Poor countries could lose $67 billion in aid
Poor countries risk receiving $67 billion less than what they have been promised from the European Union (EU) by 2010 unless the bloc improves the quality of its development aid, anti-poverty campaigners have warned.
The EU's development aid ministers are to assess what progress has been made in realizing commitments to increase aid at a Brussels meeting May 15. Although EU officials say the ministers will express confidence that pledges are being upheld, non-governmental organizations (NGOs) contend that the actual increases in aid that make a real difference on the ground are unimpressive.
In a new study, the European NGO Confederation for Relief and Development (CONCORD) calculates that almost 30 percent of the $64 billion that the EU reportedly gave in development assistance last year was not genuine. Some $18 billion of this amount went in debt cancellation and in helping refugees and foreign students living in Europe.
If current trends continue, poor countries could receive $67 billion less than what they have been promised by 2010, the report says.
The study also states that aid is often used to further European commercial interests, rather than having poverty alleviation as its primary goal.
Of the 15 countries that formed the Union before it expanded eastwards in 2004, only Britain and Ireland have ceased making aid conditional on recipient countries buying goods and services from the donor countries.
In 2001, all EU countries then agreed to "untie" their aid from domestic commercial interests, yet seven of the 15 "tied" more than one-fifth of their aid budgets in 2000-2004. Greece resorted to this practice for half of its aid, while Spain, Germany and Austria tied at least one-third of theirs.
Justin Kilcullen, head of the Irish Catholic aid agency Trocaire and president of CONCORD, expressed concern about how $9 billion of EU aid was spent on technical assistance last year, much of which was never requested by developing countries.
"In Cambodia, we know that 740 international advisers were paid more than the wage bills of 160,000 civil servants," he said in an interview. "There is this often shocking situation where an aid elite is coming in to developing countries and living in luxury, providing services on large salaries."
Lucy Hayes from the European Network on Debt and Development complained that an excessive proportion of EU aid is being used for debt cancellation.
Almost $15 billion of the EU's reported development assistance for 2006 went in debt cancellation, mostly for Iraq and Nigeria.
Hayes argued that debt cancellation should be funded separately from official development assistance.

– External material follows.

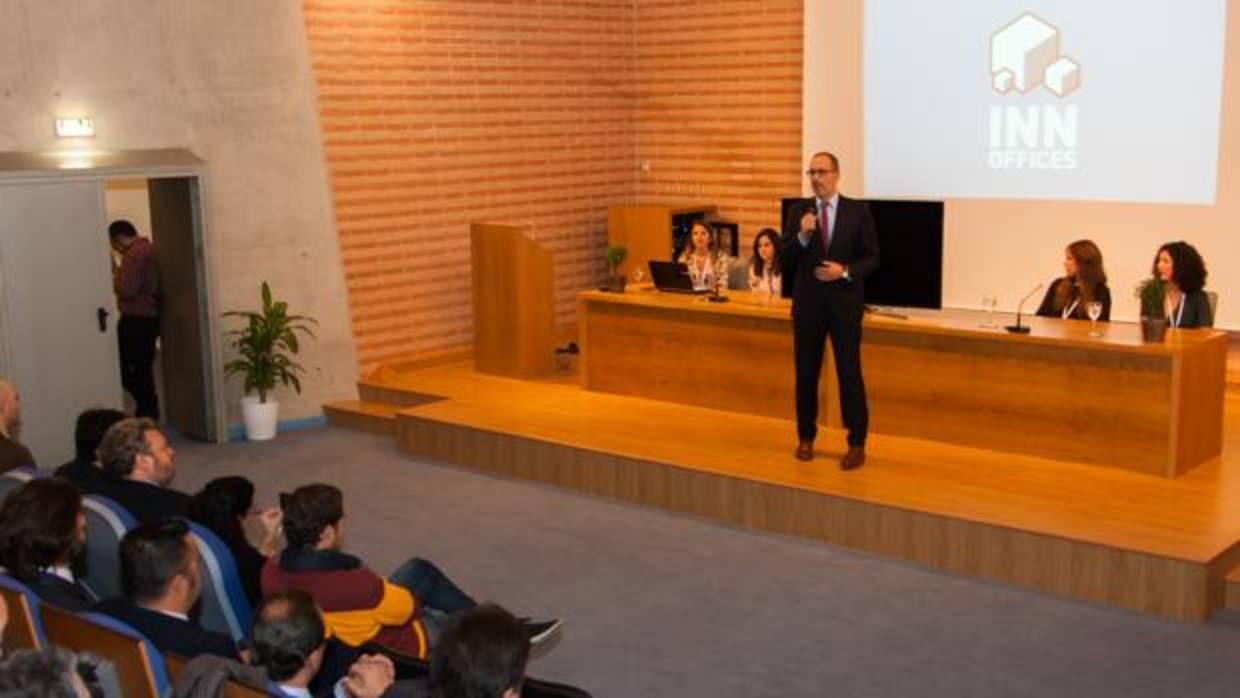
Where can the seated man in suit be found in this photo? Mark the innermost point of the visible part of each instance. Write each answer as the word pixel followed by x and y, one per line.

She described it as "scandalous" that poor countries are receiving less aid because it is being used to cancel debts resulting from "dodgy decisions on lending" by richer countries.
She also noted that most of the debt cancelled in Nigeria was export credit debt, incurred to fund projects designed to promote western business. Including such debt cancellation as aid amounts to a misleading accounting trick, she suggested.
"This isn't money that is going… from Europe to Africa," she said. "It is moving 500 meters from the ministry of foreign affairs or development to the treasury."
EU officials have defended the inclusion of debt relief data in aid statistics. Such data may be considered aid, according to the officials, under rules drawn up the Organization for Economic Cooperation and Development in Paris. That grouping of industrialized nations has been tasked with defining the eligibility criteria for development aid.
"Those rules need to be changed," Hayes said. "Debt relief and aid to students and refugees need to be taken out. At the moment, however, there isn't the political will to do so."
While she recognized that supporting refugees in Europe is vital to uphold human rights, she argued that it cannot be considered development aid. Financing foreign students in Europe can bring more benefits to European economies than those in developing countries, she noted. Many students opt to remain in Europe, thus contributing to a "brain drain" and a shortage of highly educated workers at home.
In 2005, the EU's governments agreed to spend $25 billion more in development aid by 2010 than they did at the time, with half of the increase going to Africa.
Yet CONCORD has estimated that real aid to Africa has fallen. In 2004, Africa received 41 percent of EU development aid, once debt cancellation is removed from the equation. In 2005, this declined to 37 percent.
"Because of the historical relationship between Africa and Europe, there is a need for a moral commitment and a political commitment in Europe to African growth and development," said Hussaini Abdu from ActionAid's office in Nigeria.
"We are not under any illusions about aid being the only means to development. But there is a huge development gap between Africa and the rest of the developing world. And it will take aid for that gap to be bridged."
He added that the debt crisis and the impoverishment of Africa has left governments "so devastated that they cannot fund education," with the result that 80 million children do not go to school. "Two million Africans died of AIDS last year alone," he said. "This year there will be an estimated three million people newly infected by HIV-AIDS. Four out of five of these newly infected people cannot access medication."
Yet rather than addressing Africa's most pressing needs, rich nations appear fixated on furthering their own countries' commercial objectives, he said. In Liberia, for example, much concern has been voiced about the need to provide a decent future for child soldiers who became entangled in its civil war.
"Today, what we are finding is that almost 47 percent of development assistance for Liberia is going back to the developed world," he said. "It is being used to finance companies coming from Europe."